Thank you for the warning, Ginni Rometty looks rather old at age 60.
The aged won't get the hell out of C-suite management positions, however. Not over their 90 yo dead bodies.
You are a nice example of Stupid Whitey who regurgitates the BS of folks like Marvin Minsky and Elin Musik. Elitists who scare sheeple like you for fun and Profit.
Back in the real world, ants have more intelligence than any Computer simulated neural network.
Look it up and stop to regurgitate the (((Bull)))
IBM is on a long, slow journey to death.
They simply never learned to compete against the likes of Intel, MSFT, Oracle, Amazon, Acer etc.
Actually IBM Managers are rather stupid people stuck in the mainframe business model of the 1960s.
Gotta milk IBM and others for a living by making a living through successful, legitimate lawsuit settlements.
Do this: save up your money and invest that buffered money by hiring a good attorney, hiring a private investigator, hiring an accountant.
Then, become a professional Job Applicant/Prosecutor.
Develop a strategy where you trace every single correspondence diligently in your job application processes.
Keep your activity a secret -- don't share it on social media or other means.

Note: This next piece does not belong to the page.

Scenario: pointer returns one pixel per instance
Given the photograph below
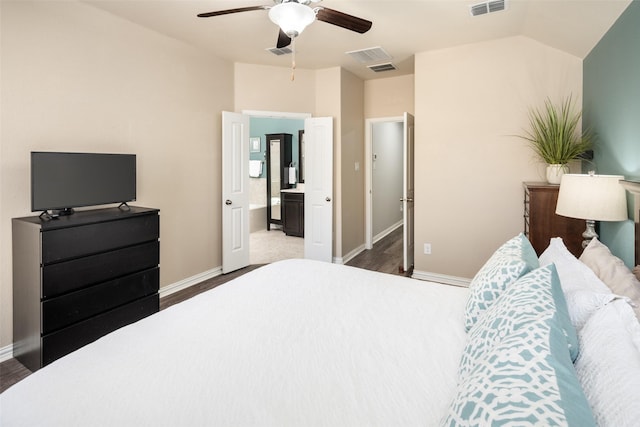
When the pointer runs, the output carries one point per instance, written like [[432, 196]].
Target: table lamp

Make yourself an expert at applying for jobs -- study everything it takes to become the best job applicant you can possibly be -- understand it from the perspective of business, the perspective of management, the perspective of HR, and the perspective of would-be colleagues.
Apply for hundreds of job positions with corporations for at least 1 year before sicking your forces on them *if* they have ALL failed to deliver a persistent, reasonable job to you on account of their biggotted corporate cultures.

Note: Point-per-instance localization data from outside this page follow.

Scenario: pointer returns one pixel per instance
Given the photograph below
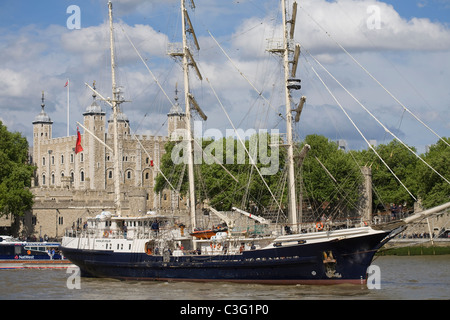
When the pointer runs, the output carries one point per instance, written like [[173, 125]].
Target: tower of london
[[69, 186]]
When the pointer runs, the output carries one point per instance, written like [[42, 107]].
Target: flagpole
[[68, 105]]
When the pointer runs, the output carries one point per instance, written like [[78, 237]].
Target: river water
[[416, 278]]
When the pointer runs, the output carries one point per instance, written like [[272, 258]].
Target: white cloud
[[37, 59]]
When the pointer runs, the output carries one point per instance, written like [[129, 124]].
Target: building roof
[[42, 117]]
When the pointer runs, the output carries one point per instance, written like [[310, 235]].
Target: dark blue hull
[[340, 261]]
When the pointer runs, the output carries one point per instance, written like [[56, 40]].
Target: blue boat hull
[[332, 262]]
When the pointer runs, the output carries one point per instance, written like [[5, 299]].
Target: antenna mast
[[115, 105], [290, 84]]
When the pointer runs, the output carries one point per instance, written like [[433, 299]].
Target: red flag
[[78, 147]]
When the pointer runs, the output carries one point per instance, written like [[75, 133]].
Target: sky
[[404, 44]]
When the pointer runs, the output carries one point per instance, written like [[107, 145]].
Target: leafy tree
[[433, 190], [214, 183], [15, 173], [339, 187], [402, 162]]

If they've failed you due to your age, then gather intelligence through investigative, legal, and legitimate electronic means.

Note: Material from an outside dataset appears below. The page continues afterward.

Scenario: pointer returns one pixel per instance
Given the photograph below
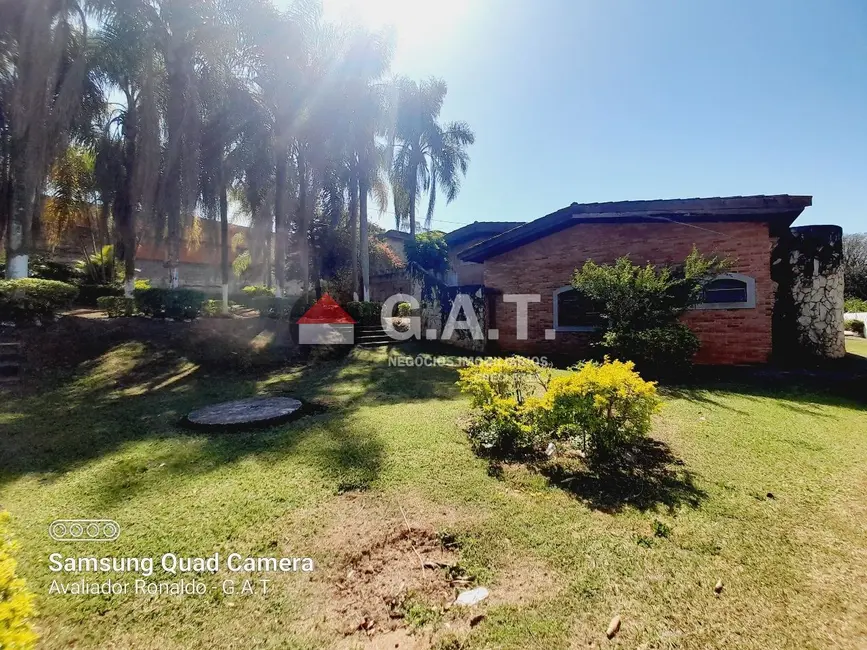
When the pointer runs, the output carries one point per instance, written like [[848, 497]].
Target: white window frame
[[749, 303], [567, 328]]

Remember, if they're truly discriminating against you, then they're the ones who are doing wrong, not you, and you are entitled to a settlement in EACH case!
Prosecute, prosecute, prosecute -- make it your job!
Buff up on legalese and what the law says and what each company's policy is regarding age discrimination -- research this in depth -- make law your education!
Succeed at acquiring settlements from court cases against these corporate entities -- make it your living!
Make it your career and start your own business!
You professionals ages 40+, throw your experience into it!
You millenials and gen-Xers, start practicing, because these corps will betray you too eventually!
Start a PC database to manage your battles -- to populate the database, ask yourself, "What is my Approach?"
If these corporations won't give you a job because they're too bigotted and greedy to care, then they still need to pay their due to American society, which means: you.
And that's legitimate and that's FAIR.
Otherwise, these corporate entities have no business doing business in a place that values the American Dream!
It's about time that they wake-up and stop treating people like objects and start treating people like people!
The article alludes to it. There is a ton of inclusiveness, eco-research, earth sensitivity, X awareness, etc. IBM has made this their brand for the last 10 years or so.
While only half joking, Intel might fall into this business model.
If no one is around to warn them of issues, they can ignore them in favor of risky business decisions that are more profitable. When feet put to fire as to why they decided to make such decisions they can feign ignorance rather then willful ignorance based on business decisions designed for short term gains.